Afin de mieux connaître le travail de cet inventeur méconnu, le synchrotron européen de Grenoble (ESRF) a été sollicité. Pour quelle expérimentation ? Étudier en microscopie sous rayonnement X et infrarouge trois de ses tirages photographiques couleur*, présentant de minuscules fragments prélevables de trichromes (trois monochromes colorés superposés). Les résultats issus de l’étude de vingt-sept œuvres au total de Ducos du Hauron par l’équipe scientifique pluridisciplinaire** ont été publiés le 20 mars dernier dans la revue Angewandte Chemie.
Ducos du Hauron, « un inventeur de génie »
Alors, que savons-nous désormais sur les “secrets d’atelier” de l’inventeur, ses fameuses recettes fondées sur des expériences scientifiques ?
Les expérimentations menées à l’ESRF ont fourni, avec une précision exceptionnelle, des détails sur la composition chimique des photographies étudiées. Plusieurs matériaux utilisés par le précurseur, comme des pigments, de la gélatine bichromatée, du collodion ou encore de la résine ont ainsi pu être identifiés. S’ajoute à cela l’emploi d’autres méthodes non invasives qui ont permis de déterminer les techniques et les constituants des vingt-sept œuvres analysées.

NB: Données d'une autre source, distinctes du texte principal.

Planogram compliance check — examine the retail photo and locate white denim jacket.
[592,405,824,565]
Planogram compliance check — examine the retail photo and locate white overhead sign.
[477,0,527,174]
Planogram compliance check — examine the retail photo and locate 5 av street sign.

Outre les données scientifiques fournies sur les “recettes” utilisées par Ducos du Hauron, il s’agit là d’une « reconnaissance juste et méritée du travail accompli par un inventeur de génie, mort pauvre et sans la reconnaissance qu’il méritait », justifie Marine Cotte, scientifique responsable de la ligne de lumière de microscopie à l’ESRF, chercheuse du Centre national de la recherche scientifique (CNRS), et auteur correspondant de l’étude.
D’autant plus que ce personnage généreux n’a pas hésité à dévoiler de façon très détaillée ses méthodes pour en faire profiter tous les photographes amateurs. Par exemple, celle de l’héliochromie au charbon.

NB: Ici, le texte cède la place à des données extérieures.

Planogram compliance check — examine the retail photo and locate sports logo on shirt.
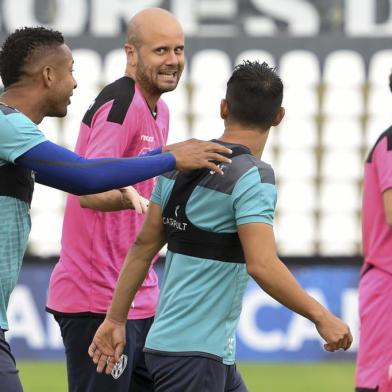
[210,163,227,174]
[112,354,128,380]
[140,135,154,143]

« Cette méthode consiste à produire trois négatifs de la même scène sous des filtres vert, orange et violet, puis à en tirer trois monochromes rouge, bleu et jaune, des couleurs complémentaires aux filtres utilisés pour les négatifs. En superposant les trois positifs, il obtient ainsi une photographie couleur », expliquent les scientifiques. Le principe de trichromie est encore utilisé aujourd’hui pour produire des photographies et des films en couleur.

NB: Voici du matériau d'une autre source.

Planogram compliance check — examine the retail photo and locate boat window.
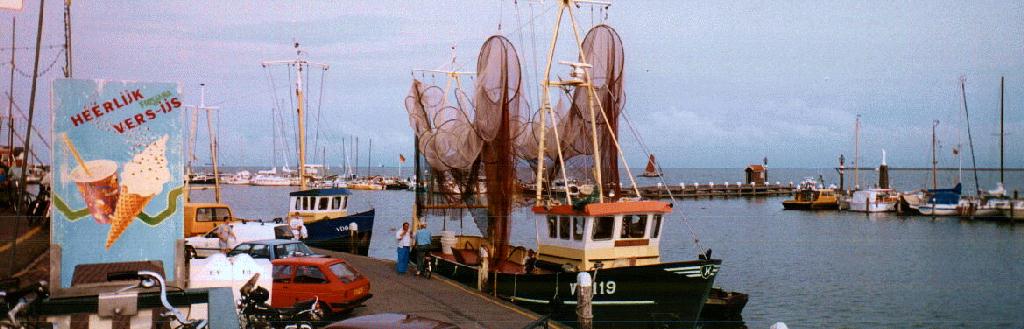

« Une mine d’informations pour comprendre ses processus de création »
Les expérimentations scientifiques sur les œuvres du précurseur ont été complétées par une étude bibliographique menée en parallèle à partir des multiples correspondances, livres et brevets rédigés par l’inventeur et son frère.
« Cela s’est avéré être une mine d’informations pour comprendre ses processus de création », explique Tiphaine Fabris, chercheuse ayant participé à cette étude à l’ESRF. Toutes ces données sont bien utiles pour définir les meilleures techniques de conservation afin de préserver les œuvres et de les présenter au public.
Le travail de l’équipe pluridisciplinaire se poursuit. La suite ? Caractériser et établir un constat d’état détaillé de chaque œuvre de Ducos du Hauron conservée dans les collections publiques françaises. Et Marine Cotte de se réjouir de cette collaboration qui ouvre des perspectives encore plus vastes : « La technique d’analyse utilisée sur les fragments d’œuvre de Ducos du Hauron ouvre la voie à une application plus large pour la caractérisation d’autres photographies anciennes », conclut-elle.
Véronique Magnin
* Trois épreuves couleur : une du Musée Nicéphore Niépce de Chalon-sur-Saône, et deux autres du Musée d’Agen.
** L’équipe scientifique comprend des conservateurs du synchrotron européen de Grenoble (ESRF), du Centre national de la recherche scientifique (CNRS), du Centre de recherche de restauration des musées de France (C2RMF), du musée d’Orsay, de l’École nationale supérieure (ENS) Louis-Lumière, de la faculté des Sciences et Ingénierie de Sorbonne Université, de Chimie Paris Tech, et d’une conservatrice-restauratrice de photographies indépendante.